Dans mon cours Monde contemporain (HST-130), je consacre un cours et un chapitre du manuel que j’ai écrit pour celui-ci au rôle (négatif et positif) des microbes dans l’histoire de l’humanité; sujet soudainement brûlant d’actualité! Je me sers, entre autres, de la fameuse carte de John Snow que beaucoup considèrent à la fois comme les débuts de l’épidémiologie et ceux des systèmes d’information géographique. Snow avait déduit qu’une épidémie de choléra à Londres en 1854 était due à une pompe à eau contaminée par des matières fécales. On accusait plutôt alors les «miasmes» de la Tamise. Pour démontrer sa théorie, Snow établit une carte du quartier touché, sur laquelle il ajouta les pompes et les cas répertoriés de morts dues au choléra.

La carte de Snow

Voici un extrait de mon manuel:

Sur la carte, chaque cas de choléra est identifié par une barre noire. Plus on s’éloigne de la pompe contaminée, plus le nombre de barres diminue. Sur la rue Marlborough Mews, on n’en trouve qu’une. C’est qu’une autre pompe, non contaminée, est accessible dans ce quartier. Snow anticipait ainsi la «théorie des germes» en identifiant la dispersion spatiale et la transmission de la maladie, même si au départ la cause originale était méconnue – par logique déductive, elle finit par être identifiée: la pompe au centre du cercle de dispersion. Une approche qui s’avéra fondamentale plus tard dans la bataille contre la malaria et le VIH. Snow a eu recours à certaines méthodes qui sont encore utilisées aujourd’hui dans les Systèmes d’information géographique (SIG), notamment le diagramme de Voronoï (un mathématicien russe), qui consiste à découper un plan en cellules à partir de points que l’on appelle «germes». Chaque cellule contient un seul germe et représente la «zone d’influence» de ce germe. C’est donc une façon de découper un espace métrique en fonction d’un ensemble discret de points. Descartes avait déjà utilisé une méthode semblable pour traduire des phénomènes astronomiques. Mais c’est sans doute John Snow avec sa carte du choléra qui a montré l’utilité de ces diagrammes. En géophysique et en météorologie, on parle davantage de polygones de Thiessen (un météorologiste américain).

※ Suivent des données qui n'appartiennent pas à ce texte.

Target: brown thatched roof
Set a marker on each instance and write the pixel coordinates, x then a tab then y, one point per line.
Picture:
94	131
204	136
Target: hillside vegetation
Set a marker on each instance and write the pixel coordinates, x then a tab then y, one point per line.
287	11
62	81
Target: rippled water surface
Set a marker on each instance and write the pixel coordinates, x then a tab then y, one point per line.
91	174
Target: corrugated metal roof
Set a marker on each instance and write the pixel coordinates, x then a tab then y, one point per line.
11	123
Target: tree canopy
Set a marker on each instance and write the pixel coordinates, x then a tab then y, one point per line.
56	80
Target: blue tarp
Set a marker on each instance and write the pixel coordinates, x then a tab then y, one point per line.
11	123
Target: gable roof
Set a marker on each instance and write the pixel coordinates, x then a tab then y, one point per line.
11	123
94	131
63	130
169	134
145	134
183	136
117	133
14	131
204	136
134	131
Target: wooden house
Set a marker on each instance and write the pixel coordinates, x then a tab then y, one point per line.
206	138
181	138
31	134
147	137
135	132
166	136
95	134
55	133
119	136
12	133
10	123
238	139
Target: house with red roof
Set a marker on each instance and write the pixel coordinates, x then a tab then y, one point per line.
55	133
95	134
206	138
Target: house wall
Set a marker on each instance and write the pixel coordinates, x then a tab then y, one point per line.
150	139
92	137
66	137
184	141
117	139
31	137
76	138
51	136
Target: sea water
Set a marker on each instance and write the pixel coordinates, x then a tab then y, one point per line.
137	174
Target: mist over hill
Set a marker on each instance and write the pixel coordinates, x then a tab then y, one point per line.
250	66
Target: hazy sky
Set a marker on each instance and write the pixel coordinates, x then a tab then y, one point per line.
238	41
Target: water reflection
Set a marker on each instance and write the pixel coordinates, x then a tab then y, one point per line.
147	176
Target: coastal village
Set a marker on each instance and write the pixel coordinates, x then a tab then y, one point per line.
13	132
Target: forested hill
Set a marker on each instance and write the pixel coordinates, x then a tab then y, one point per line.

Manuel Monde contemporain (HST-130)

Si Snow avait disposé de QGIS, il aurait pu démontrer son point de façon frappante en calculant puis en superposant sur sa carte une couche de polygones de Voronoï:

Pour ce faire, il faut simplement ajouter une couche matricielle (la carte de Snow), une couche vectorielle avec des points pour les pompes (qui seront nos germes), et encore une autre avec des points pour les morts.

On choisit ensuite l’outil approprié:

On sélectionne la couche «pompes» comme étant celle dont on veut mesurer les zones d’influence:

Finalement on réduit l’opacité de la couche résultante.

Polygones de Voronoï

J’ai conçu le manuel pour le cours Monde contemporain comme une initiation au tournant spatial en histoire. Chaque cours est l’objet d’une réflexion (à travers des exercices de type classe inversée) sur une carte et chaque carte est l’occasion de voir un concept important en géohistoire, comme ici le concept de polygones de Voronoï.